Overview
- Manufacturer: Daihatsu
- Production: 1973

Body and chassis
- Class: Concept car
- Body style: 2-door hatchback
- Layout: Rear-motor, rear-wheel-drive

Powertrain
- Electric motor: 2×5.6 kW (7.5 hp; 7.6 PS)
- Battery: 21.1 kWh
- Range: 100–175 km (62–109 mi)

Dimensions
- Length: 3,165 mm (124.6 in)
- Width: 1,420 mm (55.9 in)
- Height: 1,315 mm (51.8 in)
- Curb weight: 1,132 kg (2,496 lb)

= Daihatsu EV1 =

Japanese electric concept car

The Daihatsu EV1 was a concept car designed by Daihatsu as an electric test vehicle and first unveiled at the 1973 Tokyo Motor Show.

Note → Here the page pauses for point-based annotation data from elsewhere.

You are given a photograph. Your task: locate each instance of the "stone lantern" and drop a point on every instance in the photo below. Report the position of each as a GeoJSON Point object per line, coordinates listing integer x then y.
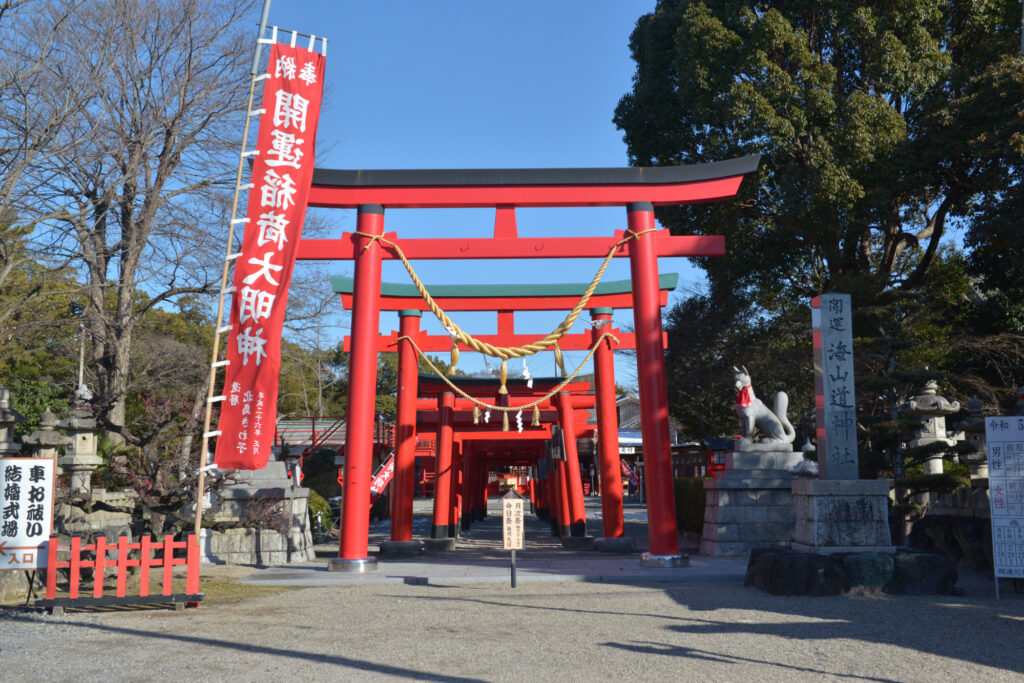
{"type": "Point", "coordinates": [46, 439]}
{"type": "Point", "coordinates": [81, 456]}
{"type": "Point", "coordinates": [933, 410]}
{"type": "Point", "coordinates": [974, 432]}
{"type": "Point", "coordinates": [8, 418]}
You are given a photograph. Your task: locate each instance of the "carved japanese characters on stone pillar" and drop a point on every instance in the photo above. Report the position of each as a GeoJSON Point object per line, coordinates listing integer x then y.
{"type": "Point", "coordinates": [836, 406]}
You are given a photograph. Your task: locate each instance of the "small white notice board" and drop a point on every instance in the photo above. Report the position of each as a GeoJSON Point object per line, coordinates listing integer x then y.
{"type": "Point", "coordinates": [26, 511]}
{"type": "Point", "coordinates": [512, 521]}
{"type": "Point", "coordinates": [1006, 494]}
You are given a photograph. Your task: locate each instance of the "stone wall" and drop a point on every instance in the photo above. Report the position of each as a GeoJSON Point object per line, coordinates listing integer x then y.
{"type": "Point", "coordinates": [835, 514]}
{"type": "Point", "coordinates": [258, 547]}
{"type": "Point", "coordinates": [750, 504]}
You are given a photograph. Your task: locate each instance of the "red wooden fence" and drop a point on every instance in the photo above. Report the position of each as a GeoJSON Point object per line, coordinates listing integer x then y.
{"type": "Point", "coordinates": [143, 559]}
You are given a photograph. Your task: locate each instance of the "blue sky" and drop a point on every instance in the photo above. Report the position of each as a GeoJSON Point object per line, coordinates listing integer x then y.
{"type": "Point", "coordinates": [451, 84]}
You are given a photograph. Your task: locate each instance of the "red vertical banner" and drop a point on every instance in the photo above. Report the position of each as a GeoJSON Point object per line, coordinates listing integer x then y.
{"type": "Point", "coordinates": [283, 170]}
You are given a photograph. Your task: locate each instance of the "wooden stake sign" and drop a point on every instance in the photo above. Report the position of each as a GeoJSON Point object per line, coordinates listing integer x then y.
{"type": "Point", "coordinates": [512, 525]}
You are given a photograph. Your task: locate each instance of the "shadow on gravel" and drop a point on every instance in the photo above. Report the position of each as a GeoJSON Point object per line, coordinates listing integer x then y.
{"type": "Point", "coordinates": [694, 653]}
{"type": "Point", "coordinates": [978, 632]}
{"type": "Point", "coordinates": [333, 659]}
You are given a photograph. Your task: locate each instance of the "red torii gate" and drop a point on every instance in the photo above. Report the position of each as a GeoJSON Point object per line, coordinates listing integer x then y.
{"type": "Point", "coordinates": [505, 299]}
{"type": "Point", "coordinates": [639, 189]}
{"type": "Point", "coordinates": [462, 445]}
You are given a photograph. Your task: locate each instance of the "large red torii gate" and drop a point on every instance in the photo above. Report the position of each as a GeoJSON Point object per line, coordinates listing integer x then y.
{"type": "Point", "coordinates": [505, 300]}
{"type": "Point", "coordinates": [639, 189]}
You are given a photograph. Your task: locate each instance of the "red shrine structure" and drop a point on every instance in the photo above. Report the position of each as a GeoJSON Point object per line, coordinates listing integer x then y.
{"type": "Point", "coordinates": [638, 189]}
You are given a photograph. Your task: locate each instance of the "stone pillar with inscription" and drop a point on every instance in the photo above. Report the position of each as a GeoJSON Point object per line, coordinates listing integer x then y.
{"type": "Point", "coordinates": [838, 512]}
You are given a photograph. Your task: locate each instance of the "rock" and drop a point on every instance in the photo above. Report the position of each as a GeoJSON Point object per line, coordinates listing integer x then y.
{"type": "Point", "coordinates": [873, 570]}
{"type": "Point", "coordinates": [923, 573]}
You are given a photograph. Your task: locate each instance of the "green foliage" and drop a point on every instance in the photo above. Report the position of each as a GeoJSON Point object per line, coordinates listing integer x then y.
{"type": "Point", "coordinates": [882, 128]}
{"type": "Point", "coordinates": [940, 483]}
{"type": "Point", "coordinates": [32, 397]}
{"type": "Point", "coordinates": [689, 504]}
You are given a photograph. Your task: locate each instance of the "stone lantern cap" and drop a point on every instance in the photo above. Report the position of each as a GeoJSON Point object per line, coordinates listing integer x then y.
{"type": "Point", "coordinates": [78, 420]}
{"type": "Point", "coordinates": [8, 414]}
{"type": "Point", "coordinates": [929, 402]}
{"type": "Point", "coordinates": [46, 436]}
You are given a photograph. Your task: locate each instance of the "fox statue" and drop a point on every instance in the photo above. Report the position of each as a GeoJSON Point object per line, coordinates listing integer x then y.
{"type": "Point", "coordinates": [754, 415]}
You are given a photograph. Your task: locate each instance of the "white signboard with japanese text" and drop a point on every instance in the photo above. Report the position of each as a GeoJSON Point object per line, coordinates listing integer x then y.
{"type": "Point", "coordinates": [1006, 494]}
{"type": "Point", "coordinates": [836, 404]}
{"type": "Point", "coordinates": [26, 511]}
{"type": "Point", "coordinates": [512, 521]}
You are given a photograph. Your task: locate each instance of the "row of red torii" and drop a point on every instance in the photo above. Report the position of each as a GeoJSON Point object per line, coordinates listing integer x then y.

Only one unit was built.

== Specifications ==
The EV1 uses two 5.6 kW electric motors, which is rear-mounted and driving the rear axle, and powered by a 21.1 kWh battery which are contained in a removable tray for easier charging. The combined power output is up to 11.2 kW. It has a claimed 0–30 km/h acceleration time in 2.4 seconds and a top speed of 89 km/h.